After forming the pairwise replications, the program discards replications for which the original study isn’t significant. This reflects the standard practice that non-significant findings aren’t published and thus aren’t candidates for systematic replication.

Next the program determines which replications should pass the replication test and which do pass the test. The ones that should pass are ones where the original study is a true positive, i.e., \(d1_{pop}\ne0\). The ones that do pass are ones where the replica has a significant p-value and effect size in the same direction as the original.

A false positive replication is one where the original study is a false positive (\(d1_{pop}=0\)) yet the replication passes the test. A false negative replication is one where the original study is a true positive (\(d1_{pop}\ne0\)), yet the replication fails the test. The program calculates false positive and false negative rates (abbr. FPR and FNR) relative to the number of replications in which the original study is significant.

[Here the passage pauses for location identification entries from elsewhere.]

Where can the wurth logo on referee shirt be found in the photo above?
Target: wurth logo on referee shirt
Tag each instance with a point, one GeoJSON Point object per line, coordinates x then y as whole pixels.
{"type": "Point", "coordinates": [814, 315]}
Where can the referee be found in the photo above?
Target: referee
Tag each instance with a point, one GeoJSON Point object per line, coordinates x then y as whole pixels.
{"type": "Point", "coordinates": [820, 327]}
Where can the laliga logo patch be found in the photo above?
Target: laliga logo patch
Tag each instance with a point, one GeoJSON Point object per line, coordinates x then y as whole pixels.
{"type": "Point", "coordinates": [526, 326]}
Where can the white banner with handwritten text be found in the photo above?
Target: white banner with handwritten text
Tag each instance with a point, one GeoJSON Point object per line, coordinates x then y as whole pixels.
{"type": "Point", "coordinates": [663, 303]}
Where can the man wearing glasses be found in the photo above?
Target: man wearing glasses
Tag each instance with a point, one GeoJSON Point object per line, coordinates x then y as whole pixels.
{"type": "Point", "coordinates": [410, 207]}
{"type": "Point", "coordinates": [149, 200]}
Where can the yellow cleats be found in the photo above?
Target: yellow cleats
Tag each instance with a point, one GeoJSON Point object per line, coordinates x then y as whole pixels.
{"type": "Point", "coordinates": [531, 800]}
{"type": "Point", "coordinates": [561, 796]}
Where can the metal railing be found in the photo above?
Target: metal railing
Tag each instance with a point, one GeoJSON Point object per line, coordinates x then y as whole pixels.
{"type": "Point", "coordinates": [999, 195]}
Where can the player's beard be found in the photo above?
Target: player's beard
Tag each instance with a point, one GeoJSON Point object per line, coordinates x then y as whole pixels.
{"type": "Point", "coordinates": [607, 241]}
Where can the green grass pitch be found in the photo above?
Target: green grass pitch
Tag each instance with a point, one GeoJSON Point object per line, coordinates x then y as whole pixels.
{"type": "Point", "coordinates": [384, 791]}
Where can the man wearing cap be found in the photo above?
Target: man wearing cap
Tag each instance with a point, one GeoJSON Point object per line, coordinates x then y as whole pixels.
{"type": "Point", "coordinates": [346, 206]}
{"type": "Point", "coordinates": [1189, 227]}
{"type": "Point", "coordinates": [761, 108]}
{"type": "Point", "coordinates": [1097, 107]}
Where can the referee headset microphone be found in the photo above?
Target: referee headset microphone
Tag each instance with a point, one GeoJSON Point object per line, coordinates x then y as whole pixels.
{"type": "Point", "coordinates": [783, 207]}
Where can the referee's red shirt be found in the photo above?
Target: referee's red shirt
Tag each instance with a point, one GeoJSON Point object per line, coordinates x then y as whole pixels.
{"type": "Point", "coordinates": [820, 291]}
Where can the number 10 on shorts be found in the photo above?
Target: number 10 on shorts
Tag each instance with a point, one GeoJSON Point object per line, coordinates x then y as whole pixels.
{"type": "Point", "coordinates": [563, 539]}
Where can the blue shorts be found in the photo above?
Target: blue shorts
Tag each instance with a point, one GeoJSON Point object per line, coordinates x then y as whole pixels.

My definition of which replications should pass depends only on the original study. A replication in which the original study is a false positive and the replica study a true positive counts as a false positive replication. This makes sense if the overarching goal is to validate the original study. If the goal were to test the result of the original study rather than the study itself, it would make sense to count this case as correct.

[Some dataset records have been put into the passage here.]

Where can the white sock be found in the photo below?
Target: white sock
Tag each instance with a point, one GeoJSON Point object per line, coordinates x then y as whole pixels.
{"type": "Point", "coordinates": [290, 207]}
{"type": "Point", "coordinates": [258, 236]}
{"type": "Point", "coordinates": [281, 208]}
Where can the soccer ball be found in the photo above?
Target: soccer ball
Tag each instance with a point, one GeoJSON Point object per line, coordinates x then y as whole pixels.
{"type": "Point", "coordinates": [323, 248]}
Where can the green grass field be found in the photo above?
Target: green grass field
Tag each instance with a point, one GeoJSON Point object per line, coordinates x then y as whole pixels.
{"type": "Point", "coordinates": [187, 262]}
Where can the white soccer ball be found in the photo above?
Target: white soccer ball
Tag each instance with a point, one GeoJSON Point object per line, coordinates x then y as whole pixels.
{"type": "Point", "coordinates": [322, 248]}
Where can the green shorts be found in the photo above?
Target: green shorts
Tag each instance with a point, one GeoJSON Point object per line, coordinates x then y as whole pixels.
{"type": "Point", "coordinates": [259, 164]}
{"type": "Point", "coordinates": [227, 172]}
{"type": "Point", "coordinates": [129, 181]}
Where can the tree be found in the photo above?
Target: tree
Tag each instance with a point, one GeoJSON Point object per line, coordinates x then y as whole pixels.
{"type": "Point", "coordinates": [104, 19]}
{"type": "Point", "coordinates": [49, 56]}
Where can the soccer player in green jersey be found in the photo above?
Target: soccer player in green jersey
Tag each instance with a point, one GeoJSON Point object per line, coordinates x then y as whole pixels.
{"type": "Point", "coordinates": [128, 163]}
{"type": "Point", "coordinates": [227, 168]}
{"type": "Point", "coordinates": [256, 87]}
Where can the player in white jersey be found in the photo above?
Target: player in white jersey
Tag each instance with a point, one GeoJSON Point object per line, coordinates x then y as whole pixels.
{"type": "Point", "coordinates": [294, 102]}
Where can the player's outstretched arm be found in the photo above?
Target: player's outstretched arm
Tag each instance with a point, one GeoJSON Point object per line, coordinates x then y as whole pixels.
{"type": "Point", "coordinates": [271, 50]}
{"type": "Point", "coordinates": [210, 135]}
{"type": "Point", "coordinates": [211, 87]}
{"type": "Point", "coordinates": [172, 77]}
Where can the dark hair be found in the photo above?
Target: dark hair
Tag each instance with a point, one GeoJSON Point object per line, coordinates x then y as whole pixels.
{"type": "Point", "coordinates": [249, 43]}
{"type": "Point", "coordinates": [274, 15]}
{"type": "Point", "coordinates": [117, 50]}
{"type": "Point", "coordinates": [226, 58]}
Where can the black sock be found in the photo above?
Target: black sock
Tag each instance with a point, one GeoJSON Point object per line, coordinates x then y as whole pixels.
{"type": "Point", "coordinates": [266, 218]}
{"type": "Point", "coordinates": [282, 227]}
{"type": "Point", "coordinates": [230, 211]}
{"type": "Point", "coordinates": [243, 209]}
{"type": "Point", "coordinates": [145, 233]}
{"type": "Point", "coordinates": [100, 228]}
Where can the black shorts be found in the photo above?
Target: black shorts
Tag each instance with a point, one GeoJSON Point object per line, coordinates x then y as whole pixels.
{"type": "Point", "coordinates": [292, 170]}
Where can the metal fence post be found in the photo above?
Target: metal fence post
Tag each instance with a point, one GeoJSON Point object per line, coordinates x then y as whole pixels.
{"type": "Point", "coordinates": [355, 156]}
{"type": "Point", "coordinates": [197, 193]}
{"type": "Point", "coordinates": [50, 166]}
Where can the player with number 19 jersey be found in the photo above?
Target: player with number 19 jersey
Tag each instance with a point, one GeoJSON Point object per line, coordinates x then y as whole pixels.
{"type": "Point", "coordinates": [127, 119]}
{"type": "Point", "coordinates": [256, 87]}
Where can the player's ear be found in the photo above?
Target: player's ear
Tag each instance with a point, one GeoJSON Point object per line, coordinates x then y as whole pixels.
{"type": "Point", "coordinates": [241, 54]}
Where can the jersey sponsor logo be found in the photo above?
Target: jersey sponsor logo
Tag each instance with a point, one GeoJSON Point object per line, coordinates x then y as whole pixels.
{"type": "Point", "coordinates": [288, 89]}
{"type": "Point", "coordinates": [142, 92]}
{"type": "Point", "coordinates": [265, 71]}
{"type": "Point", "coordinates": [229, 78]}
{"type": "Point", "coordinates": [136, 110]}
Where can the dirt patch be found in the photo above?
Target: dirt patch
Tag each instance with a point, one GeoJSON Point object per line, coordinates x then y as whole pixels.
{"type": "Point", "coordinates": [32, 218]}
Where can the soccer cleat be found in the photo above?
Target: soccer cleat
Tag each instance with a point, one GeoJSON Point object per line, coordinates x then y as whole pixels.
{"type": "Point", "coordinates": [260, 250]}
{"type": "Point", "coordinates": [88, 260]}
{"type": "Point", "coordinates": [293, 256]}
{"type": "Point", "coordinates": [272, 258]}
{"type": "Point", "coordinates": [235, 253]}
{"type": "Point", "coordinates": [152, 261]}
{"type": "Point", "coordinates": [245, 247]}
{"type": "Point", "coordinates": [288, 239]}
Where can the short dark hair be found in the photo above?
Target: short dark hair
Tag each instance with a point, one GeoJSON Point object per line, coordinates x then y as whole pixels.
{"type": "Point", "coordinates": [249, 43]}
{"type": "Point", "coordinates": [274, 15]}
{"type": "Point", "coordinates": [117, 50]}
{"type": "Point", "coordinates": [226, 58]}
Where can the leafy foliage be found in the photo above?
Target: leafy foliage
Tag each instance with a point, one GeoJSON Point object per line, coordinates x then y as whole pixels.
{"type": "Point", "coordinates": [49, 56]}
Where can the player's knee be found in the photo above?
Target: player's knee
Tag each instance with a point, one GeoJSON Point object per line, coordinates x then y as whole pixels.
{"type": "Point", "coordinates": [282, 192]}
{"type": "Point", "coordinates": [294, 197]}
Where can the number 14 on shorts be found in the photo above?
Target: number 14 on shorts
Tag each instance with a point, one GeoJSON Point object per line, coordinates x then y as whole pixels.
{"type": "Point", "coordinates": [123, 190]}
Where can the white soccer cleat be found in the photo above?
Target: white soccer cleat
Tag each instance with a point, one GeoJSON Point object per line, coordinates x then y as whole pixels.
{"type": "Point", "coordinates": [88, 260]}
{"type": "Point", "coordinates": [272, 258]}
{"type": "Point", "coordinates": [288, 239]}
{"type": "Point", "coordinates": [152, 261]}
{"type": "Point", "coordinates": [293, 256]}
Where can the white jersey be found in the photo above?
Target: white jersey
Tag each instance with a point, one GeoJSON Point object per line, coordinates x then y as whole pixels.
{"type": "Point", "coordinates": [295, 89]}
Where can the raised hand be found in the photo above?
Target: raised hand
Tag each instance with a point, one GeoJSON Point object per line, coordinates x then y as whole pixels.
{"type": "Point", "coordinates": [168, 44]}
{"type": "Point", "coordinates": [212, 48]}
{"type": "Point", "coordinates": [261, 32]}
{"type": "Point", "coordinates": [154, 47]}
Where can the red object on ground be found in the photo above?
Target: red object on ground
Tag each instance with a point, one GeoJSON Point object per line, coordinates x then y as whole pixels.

To get “mistake rates” I need one more parameter: \(prop.true\), the proportion of replications that are true. This is the issue raised in Ioannidis’s famous paper, “Why most published research findings are false” and many other papers and blog posts including one by me. The terminology for “mistake rates” varies by author. I use terminology adapted from Jager and Leek. The replication-wise false positive rate (RWFPR) is the fraction of positive results that are false positives; the replication-wise false negative rate (RWFNR) is the fraction of negative results that are false negatives.

Results

Exact replications

A replication is exact if the two studies are sampling the same population; this means \(d1_{pop}=d2_{pop}\).

Figure 1 shows FPR for \(n1=20\) and \(n2\) varying from 50 to 500. The x-axis shows all four parameters using \(d1\), \(d2\) as shorthand for \(d1_{pop}\), \(d2_{pop}\). \(d1_{pop}=d2_{pop}=0\) throughout because this is the only way to get false positives with exact replications. Figure 2 shows FNR for the same values of \(n1\) and \(n2\) but with \(d1_{pop}=d2_{pop}\) ranging from 0.1 to 1.

I mark the conventionally accepted thresholds for false positive and negative error rates (0.05 and 0.2, resp.) as known landmarks to help interpret the results. I do not claim these are the right thresholds for replications.